Les infirmiers sont en première ligne face au coronavirus. De l’Europe en Amérique en passant par l’Afrique et le Moyen-Orient, RFI leur donne la parole. L’épidémie de coronavirus a fait découvrir à Igor les failles du système de soins en Russie. Un choc pour ce futur médecin, qui travaille comme infirmier pour financer ses études. Mais une confirmation, celle de sa vocation.

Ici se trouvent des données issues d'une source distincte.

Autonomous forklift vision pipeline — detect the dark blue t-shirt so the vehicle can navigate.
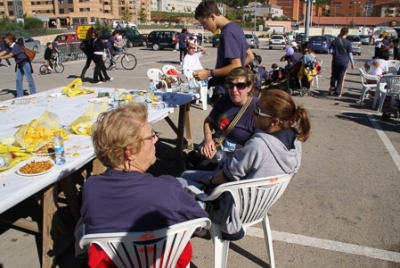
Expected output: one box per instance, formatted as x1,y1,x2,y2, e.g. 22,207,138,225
178,33,187,49
329,36,353,65
214,22,249,88
209,94,258,149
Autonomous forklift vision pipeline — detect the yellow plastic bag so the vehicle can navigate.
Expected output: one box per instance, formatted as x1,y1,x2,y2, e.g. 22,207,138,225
0,152,31,171
61,78,94,97
71,102,108,136
14,111,69,152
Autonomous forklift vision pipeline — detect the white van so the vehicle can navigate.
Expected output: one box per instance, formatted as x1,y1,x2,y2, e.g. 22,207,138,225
113,20,137,29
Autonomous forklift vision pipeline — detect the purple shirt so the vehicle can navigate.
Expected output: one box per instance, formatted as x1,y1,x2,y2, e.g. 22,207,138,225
215,22,249,85
81,169,208,234
209,94,258,149
329,36,353,65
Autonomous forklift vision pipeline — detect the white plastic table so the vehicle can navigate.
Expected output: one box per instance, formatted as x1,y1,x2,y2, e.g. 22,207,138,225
0,88,196,267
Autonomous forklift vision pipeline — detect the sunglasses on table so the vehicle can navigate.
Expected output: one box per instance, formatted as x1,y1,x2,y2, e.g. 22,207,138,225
254,104,272,118
226,82,249,90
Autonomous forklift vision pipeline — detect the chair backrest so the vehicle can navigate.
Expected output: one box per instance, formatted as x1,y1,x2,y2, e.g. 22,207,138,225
162,64,179,76
147,68,163,82
388,60,400,74
205,174,294,227
358,68,380,86
79,218,211,268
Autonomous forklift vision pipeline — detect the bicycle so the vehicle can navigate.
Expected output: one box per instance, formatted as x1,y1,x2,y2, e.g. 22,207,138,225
103,47,137,70
39,54,64,75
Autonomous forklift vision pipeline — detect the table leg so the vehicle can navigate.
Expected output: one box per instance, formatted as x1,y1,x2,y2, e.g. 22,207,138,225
42,184,58,268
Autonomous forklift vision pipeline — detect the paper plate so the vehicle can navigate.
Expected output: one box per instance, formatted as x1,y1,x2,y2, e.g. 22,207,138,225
16,157,55,177
89,98,111,103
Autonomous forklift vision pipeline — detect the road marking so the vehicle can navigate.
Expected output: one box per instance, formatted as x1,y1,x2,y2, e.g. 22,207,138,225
246,227,400,263
367,114,400,171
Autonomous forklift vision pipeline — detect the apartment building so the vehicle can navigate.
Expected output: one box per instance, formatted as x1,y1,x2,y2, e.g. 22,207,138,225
0,0,151,27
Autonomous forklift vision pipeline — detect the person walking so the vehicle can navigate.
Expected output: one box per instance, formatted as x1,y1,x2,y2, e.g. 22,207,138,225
0,33,36,97
178,28,188,65
329,27,354,97
193,1,254,100
93,30,113,84
80,27,97,81
0,37,11,67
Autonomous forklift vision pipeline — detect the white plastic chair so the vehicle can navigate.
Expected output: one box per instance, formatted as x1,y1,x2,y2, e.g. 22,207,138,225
377,75,400,113
187,174,293,268
147,68,168,90
388,60,400,75
79,218,211,268
358,68,380,106
183,68,208,111
311,60,324,88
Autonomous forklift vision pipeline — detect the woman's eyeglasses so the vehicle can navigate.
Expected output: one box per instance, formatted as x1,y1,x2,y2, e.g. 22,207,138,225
226,82,249,90
254,104,272,118
141,130,158,141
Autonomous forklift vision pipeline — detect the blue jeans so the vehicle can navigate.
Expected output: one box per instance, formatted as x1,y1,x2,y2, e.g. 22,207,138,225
16,62,36,97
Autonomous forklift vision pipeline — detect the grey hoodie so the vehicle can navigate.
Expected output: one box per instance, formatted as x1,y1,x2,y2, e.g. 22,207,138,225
213,132,301,237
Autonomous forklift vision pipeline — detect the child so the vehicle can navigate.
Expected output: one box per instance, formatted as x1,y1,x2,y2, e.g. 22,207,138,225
44,42,54,71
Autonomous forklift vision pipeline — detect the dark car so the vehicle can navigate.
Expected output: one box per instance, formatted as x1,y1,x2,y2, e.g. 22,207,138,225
211,34,220,47
146,30,179,50
113,28,146,47
308,35,331,54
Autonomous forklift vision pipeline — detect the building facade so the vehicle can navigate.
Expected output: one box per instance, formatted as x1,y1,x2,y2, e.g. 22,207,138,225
0,0,151,27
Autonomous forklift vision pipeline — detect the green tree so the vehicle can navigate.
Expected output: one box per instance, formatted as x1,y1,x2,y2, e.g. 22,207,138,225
121,4,133,21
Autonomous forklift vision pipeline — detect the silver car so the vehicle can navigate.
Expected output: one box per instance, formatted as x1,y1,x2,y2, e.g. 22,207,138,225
268,34,287,49
346,34,362,56
246,34,260,48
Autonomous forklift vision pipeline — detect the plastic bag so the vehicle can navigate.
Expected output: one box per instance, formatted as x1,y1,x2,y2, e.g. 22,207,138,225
14,111,69,152
71,102,108,136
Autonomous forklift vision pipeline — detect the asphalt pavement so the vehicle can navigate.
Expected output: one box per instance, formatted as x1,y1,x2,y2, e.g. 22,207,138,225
0,42,400,268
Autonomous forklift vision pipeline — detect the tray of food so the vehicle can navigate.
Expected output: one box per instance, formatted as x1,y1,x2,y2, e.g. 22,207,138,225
16,158,54,177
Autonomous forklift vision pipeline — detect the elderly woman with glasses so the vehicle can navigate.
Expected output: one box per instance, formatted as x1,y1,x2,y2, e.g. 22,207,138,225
81,103,208,267
179,89,311,240
186,67,258,168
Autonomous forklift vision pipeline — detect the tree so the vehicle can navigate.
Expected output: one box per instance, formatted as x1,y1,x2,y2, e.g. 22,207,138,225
121,4,133,21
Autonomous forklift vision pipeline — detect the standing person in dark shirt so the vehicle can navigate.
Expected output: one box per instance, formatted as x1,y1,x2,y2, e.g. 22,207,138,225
178,28,188,64
0,37,11,67
0,33,36,97
329,27,354,97
93,30,113,84
193,1,254,100
81,103,208,267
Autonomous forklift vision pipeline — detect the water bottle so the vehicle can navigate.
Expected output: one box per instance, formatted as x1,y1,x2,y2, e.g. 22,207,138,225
53,131,65,165
149,80,156,93
113,87,119,109
189,78,195,94
0,153,14,168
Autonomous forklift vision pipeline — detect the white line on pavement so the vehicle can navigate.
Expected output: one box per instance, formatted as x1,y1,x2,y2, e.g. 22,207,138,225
367,115,400,171
246,227,400,263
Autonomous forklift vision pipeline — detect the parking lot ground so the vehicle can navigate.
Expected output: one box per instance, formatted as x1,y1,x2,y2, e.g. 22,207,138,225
0,43,400,268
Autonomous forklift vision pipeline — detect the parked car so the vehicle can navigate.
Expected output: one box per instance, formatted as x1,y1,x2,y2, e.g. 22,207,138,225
245,34,260,48
17,36,41,53
112,29,146,47
146,30,179,50
308,35,331,54
211,34,220,47
112,20,137,29
360,35,371,45
268,34,286,49
346,34,362,56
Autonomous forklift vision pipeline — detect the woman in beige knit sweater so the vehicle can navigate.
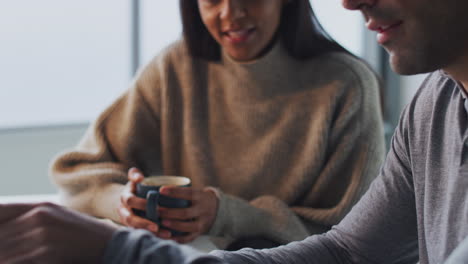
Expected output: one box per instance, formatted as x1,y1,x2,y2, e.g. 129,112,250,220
51,0,384,249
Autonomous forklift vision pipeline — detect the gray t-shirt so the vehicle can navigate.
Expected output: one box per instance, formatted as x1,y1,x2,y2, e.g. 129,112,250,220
105,71,468,264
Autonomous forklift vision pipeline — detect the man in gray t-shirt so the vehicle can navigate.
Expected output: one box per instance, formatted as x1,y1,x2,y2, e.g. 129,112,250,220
0,0,468,264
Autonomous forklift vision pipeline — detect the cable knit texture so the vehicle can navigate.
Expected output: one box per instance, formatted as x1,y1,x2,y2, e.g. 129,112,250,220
51,41,385,246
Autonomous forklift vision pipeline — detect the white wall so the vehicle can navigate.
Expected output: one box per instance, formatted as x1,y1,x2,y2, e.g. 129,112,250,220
0,125,86,196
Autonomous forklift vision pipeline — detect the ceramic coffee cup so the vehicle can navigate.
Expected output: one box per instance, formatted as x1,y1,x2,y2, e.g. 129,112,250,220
135,176,191,236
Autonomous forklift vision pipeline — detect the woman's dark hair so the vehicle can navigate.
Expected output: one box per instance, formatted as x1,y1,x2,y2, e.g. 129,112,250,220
180,0,347,61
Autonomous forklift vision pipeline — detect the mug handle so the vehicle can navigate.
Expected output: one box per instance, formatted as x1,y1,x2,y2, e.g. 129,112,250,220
146,190,159,223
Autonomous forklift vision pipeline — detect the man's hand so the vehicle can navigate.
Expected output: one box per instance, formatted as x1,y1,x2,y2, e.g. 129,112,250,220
0,203,116,264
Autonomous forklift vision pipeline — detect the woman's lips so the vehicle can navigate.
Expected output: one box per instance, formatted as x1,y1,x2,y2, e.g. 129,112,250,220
223,28,255,44
376,21,403,45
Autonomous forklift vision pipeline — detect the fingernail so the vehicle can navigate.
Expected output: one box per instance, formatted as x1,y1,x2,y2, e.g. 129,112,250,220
160,187,171,195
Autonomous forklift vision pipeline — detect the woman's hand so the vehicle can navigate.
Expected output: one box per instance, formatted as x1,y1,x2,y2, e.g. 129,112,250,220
157,186,218,243
118,168,159,234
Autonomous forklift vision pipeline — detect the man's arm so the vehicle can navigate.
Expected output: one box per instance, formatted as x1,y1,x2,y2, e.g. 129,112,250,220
213,109,418,264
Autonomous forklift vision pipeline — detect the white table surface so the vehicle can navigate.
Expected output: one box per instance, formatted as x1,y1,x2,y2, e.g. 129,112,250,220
0,194,217,252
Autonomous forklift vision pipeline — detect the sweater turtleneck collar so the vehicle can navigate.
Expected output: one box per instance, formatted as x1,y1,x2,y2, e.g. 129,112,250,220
217,41,301,101
222,41,293,75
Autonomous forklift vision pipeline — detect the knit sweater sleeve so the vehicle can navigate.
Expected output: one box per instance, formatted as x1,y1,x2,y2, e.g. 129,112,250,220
50,54,162,221
210,55,385,243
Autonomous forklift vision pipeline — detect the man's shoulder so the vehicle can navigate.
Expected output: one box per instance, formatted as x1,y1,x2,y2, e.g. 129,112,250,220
400,71,461,137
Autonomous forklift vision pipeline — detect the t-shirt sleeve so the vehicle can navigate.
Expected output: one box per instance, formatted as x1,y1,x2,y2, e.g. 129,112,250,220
102,229,226,264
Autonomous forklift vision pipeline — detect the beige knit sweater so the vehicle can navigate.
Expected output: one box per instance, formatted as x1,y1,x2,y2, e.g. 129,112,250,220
51,41,385,246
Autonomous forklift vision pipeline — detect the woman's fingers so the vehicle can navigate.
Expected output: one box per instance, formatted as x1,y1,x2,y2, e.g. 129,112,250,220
158,206,201,220
119,207,159,233
161,220,203,234
173,233,200,244
160,186,201,203
120,192,147,211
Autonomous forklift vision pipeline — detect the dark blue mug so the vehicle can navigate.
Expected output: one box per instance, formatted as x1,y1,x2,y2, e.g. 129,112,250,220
135,176,191,236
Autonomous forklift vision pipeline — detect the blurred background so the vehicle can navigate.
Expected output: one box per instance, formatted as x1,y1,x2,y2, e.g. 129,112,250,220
0,0,424,196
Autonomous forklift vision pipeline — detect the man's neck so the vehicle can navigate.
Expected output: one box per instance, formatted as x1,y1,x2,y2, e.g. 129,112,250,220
444,52,468,94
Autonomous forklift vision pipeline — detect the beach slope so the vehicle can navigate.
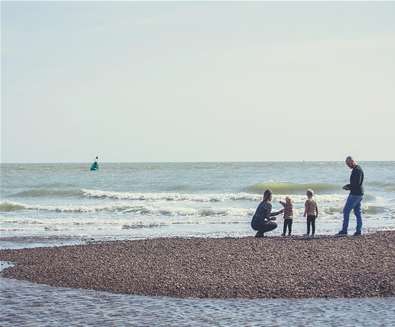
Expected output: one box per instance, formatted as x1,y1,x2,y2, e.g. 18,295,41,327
0,231,395,298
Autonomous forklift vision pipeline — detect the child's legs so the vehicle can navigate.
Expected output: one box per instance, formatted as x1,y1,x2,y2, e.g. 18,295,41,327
311,217,316,235
288,219,292,235
283,219,288,235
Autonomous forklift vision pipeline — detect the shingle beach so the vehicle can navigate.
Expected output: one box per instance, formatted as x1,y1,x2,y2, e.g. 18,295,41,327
0,231,395,298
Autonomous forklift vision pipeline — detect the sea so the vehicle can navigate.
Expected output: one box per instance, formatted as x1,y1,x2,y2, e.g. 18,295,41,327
0,161,395,248
0,161,395,326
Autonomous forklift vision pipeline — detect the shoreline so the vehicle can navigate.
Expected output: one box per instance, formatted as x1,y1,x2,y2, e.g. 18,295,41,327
0,231,395,299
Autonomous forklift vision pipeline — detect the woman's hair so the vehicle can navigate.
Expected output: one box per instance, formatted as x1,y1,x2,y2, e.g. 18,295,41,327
306,189,314,198
263,189,272,201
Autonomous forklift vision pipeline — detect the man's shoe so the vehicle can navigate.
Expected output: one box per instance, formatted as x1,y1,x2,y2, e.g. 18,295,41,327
255,232,264,237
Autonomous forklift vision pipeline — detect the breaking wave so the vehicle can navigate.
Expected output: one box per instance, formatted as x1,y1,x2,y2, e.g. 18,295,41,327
245,182,341,194
12,188,84,197
0,202,254,217
81,189,261,202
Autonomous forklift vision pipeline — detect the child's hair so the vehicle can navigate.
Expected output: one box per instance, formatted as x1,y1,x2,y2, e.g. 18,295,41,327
306,189,314,198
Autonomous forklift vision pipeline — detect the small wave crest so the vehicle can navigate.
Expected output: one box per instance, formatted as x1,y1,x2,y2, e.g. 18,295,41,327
245,182,341,194
82,189,260,202
12,188,83,197
0,201,26,212
0,202,254,217
367,181,395,192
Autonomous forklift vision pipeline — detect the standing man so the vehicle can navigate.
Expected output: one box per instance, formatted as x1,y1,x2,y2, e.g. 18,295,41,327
338,156,364,235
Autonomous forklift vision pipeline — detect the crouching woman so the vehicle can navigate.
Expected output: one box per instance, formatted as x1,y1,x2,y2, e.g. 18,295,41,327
251,190,284,237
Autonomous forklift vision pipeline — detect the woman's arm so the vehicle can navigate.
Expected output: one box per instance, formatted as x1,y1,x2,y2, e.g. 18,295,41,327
270,209,284,217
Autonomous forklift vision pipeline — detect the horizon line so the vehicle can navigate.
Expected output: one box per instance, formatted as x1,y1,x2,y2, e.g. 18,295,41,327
0,159,395,165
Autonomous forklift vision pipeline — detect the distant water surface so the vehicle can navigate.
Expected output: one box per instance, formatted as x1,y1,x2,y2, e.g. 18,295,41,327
0,162,395,248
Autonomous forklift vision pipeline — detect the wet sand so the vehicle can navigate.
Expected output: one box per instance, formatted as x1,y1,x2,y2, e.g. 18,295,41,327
0,231,395,298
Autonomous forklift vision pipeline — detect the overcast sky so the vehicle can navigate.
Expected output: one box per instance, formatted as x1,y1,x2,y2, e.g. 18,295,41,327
1,1,395,162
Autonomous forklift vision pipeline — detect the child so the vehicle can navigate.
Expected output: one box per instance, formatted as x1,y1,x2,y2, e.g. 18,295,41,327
303,190,318,237
280,196,293,236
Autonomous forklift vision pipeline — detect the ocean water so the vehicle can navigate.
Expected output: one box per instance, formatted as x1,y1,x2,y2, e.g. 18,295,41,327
0,162,395,327
0,162,395,248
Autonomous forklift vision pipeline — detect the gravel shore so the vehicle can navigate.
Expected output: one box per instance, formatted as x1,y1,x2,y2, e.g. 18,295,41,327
0,231,395,298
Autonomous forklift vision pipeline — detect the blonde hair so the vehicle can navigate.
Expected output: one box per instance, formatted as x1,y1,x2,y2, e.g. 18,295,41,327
306,188,314,198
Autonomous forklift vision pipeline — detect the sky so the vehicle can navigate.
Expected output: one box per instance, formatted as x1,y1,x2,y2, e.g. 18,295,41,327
1,1,395,162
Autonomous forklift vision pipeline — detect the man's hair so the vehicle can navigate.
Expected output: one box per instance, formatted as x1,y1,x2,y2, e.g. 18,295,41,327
263,189,272,201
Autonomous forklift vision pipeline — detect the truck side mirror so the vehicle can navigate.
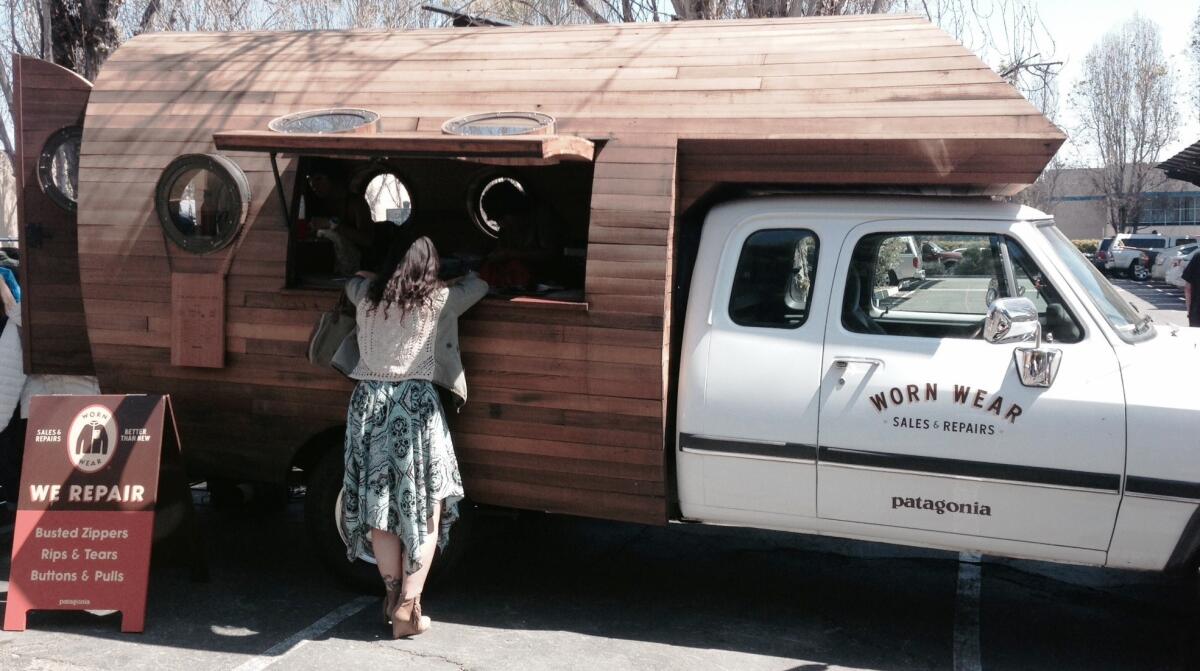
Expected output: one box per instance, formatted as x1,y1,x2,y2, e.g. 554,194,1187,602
983,296,1062,388
983,296,1042,345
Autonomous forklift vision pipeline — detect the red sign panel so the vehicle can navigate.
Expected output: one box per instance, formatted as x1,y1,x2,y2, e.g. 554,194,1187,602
4,395,178,631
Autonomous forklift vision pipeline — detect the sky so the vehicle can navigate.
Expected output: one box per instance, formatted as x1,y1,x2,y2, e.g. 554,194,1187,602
1038,0,1200,160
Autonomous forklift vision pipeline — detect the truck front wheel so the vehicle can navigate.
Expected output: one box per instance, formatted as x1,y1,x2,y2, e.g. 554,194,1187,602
304,449,476,593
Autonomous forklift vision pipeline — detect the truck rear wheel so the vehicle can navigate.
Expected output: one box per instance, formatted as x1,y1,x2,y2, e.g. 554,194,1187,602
304,449,475,593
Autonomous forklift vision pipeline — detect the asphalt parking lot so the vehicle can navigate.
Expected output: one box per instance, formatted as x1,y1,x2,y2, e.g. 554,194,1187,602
1109,277,1188,326
0,496,1198,671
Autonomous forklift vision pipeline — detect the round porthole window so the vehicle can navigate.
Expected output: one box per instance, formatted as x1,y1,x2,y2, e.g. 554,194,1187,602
266,107,379,133
365,173,413,226
37,126,83,211
442,112,554,136
155,154,250,254
470,174,527,238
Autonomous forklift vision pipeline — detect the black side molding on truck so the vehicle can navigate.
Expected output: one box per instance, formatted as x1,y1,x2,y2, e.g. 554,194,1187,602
679,433,817,461
1126,475,1200,501
820,447,1121,493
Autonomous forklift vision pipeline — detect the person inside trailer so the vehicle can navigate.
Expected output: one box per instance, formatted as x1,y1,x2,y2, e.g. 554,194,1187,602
306,161,374,276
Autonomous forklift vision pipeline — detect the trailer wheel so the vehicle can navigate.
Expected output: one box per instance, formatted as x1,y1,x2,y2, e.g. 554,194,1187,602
304,449,476,593
304,449,383,592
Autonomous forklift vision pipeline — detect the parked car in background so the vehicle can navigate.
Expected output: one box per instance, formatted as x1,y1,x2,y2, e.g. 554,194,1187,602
1104,233,1194,281
1164,245,1200,289
1150,242,1200,280
880,235,926,288
920,240,962,271
1092,238,1112,272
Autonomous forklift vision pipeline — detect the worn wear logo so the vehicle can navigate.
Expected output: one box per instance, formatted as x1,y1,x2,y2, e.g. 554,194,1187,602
67,406,119,473
868,382,1025,436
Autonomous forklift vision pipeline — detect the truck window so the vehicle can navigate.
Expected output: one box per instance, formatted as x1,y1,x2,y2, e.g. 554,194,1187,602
730,229,818,329
842,232,1084,343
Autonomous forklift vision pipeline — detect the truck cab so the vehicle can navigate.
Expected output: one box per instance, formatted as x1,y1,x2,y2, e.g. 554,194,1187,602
676,197,1200,569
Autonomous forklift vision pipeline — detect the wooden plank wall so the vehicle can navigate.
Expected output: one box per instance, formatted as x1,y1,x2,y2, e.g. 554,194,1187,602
13,56,94,375
80,17,1061,522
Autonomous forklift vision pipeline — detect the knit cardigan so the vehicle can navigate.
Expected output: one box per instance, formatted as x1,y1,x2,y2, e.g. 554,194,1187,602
346,274,487,405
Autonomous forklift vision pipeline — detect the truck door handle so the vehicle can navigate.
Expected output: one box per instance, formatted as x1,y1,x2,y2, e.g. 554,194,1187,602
833,357,883,369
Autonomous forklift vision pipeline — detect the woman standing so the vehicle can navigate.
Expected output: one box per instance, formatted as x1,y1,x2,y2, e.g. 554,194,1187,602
342,236,487,639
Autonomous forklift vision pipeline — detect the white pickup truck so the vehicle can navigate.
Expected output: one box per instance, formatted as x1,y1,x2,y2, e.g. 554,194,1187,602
676,197,1200,570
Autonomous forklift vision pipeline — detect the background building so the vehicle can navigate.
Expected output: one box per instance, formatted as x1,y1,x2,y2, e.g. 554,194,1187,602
1039,168,1200,240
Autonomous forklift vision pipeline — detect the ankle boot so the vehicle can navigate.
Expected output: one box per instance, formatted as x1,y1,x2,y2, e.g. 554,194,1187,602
391,594,432,639
383,589,400,624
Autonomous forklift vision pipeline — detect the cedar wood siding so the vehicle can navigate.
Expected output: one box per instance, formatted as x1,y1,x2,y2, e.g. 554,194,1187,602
79,16,1063,523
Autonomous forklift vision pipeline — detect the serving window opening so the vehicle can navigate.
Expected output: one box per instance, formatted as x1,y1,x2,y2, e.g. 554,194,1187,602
288,156,593,304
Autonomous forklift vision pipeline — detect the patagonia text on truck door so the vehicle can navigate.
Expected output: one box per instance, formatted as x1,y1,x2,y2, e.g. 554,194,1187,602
677,210,841,527
817,221,1124,561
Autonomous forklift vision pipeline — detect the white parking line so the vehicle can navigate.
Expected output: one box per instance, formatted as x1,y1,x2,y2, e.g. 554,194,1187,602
954,552,983,671
226,597,379,671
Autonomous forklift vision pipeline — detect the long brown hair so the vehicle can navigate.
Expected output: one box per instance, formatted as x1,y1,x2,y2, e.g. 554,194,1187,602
367,235,445,318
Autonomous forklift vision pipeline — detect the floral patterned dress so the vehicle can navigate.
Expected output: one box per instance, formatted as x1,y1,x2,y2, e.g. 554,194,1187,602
342,379,463,574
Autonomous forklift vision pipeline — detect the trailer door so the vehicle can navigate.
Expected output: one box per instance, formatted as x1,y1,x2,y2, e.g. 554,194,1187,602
13,56,92,375
677,203,836,528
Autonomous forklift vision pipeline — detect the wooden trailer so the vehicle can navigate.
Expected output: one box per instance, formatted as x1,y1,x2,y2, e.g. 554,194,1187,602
17,16,1064,540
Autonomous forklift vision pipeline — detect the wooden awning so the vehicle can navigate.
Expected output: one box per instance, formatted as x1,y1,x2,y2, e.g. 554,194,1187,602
212,131,595,166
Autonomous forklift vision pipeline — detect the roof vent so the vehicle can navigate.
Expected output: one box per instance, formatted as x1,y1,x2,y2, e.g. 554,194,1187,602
442,112,554,136
266,107,379,133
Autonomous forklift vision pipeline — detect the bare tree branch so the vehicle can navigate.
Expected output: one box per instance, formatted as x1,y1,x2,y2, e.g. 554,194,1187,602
575,0,608,23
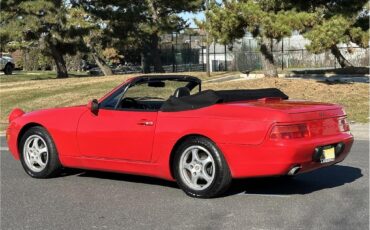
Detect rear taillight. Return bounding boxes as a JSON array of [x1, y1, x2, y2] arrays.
[[338, 118, 350, 132], [270, 124, 310, 140]]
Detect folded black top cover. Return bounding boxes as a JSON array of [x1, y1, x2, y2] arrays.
[[160, 88, 289, 112]]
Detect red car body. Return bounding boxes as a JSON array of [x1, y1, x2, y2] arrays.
[[7, 76, 353, 180]]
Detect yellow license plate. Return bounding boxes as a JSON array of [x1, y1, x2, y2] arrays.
[[321, 148, 335, 163]]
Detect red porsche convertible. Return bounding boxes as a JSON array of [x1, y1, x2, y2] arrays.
[[6, 75, 353, 198]]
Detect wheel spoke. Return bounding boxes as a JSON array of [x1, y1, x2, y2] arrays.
[[201, 171, 213, 184], [32, 137, 40, 149], [38, 147, 48, 154], [184, 163, 192, 172], [191, 149, 200, 161], [23, 134, 48, 172], [36, 157, 46, 167], [191, 174, 199, 186], [200, 156, 213, 166]]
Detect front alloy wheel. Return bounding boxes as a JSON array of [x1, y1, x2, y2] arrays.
[[19, 126, 62, 178], [180, 145, 215, 190]]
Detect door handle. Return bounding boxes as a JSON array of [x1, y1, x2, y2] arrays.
[[137, 120, 154, 126]]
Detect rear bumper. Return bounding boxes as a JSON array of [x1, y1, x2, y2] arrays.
[[220, 133, 353, 178]]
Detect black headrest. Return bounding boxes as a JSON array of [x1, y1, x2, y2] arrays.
[[173, 87, 190, 98]]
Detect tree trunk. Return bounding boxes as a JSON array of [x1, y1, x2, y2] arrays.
[[260, 38, 278, 77], [92, 52, 113, 76], [49, 44, 68, 78], [150, 33, 164, 73], [330, 45, 353, 68], [141, 52, 150, 73], [146, 0, 164, 73]]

De nos correspondants à Moscou,

La journée d’Igor* commence à 7h45. Vérification du matériel, des médicaments, du véhicule… et les interventions débutent pour son équipe mobile, composée d’un médecin et d’un chauffeur. « Je suis infirmier pour les services d’urgence de la ville. Et parallèlement, je poursuis mes études de médecine. J’espère être diplômé dans un an. » Jusqu’au début de l’épidémie de coronavirus, ce travail lui permettait de découvrir chaque facette de son futur métier, et de se familiariser avec le système de santé russe, de l’intérieur. Mais tout a changé au cours du mois de mars, lorsque la Russie a enregistré ses premiers cas de coronavirus. Après avoir longtemps cru que le pays était à l’abri, les autorités ont dû reconnaître les progrès de la maladie, et placer en confinement une grande partie de la population.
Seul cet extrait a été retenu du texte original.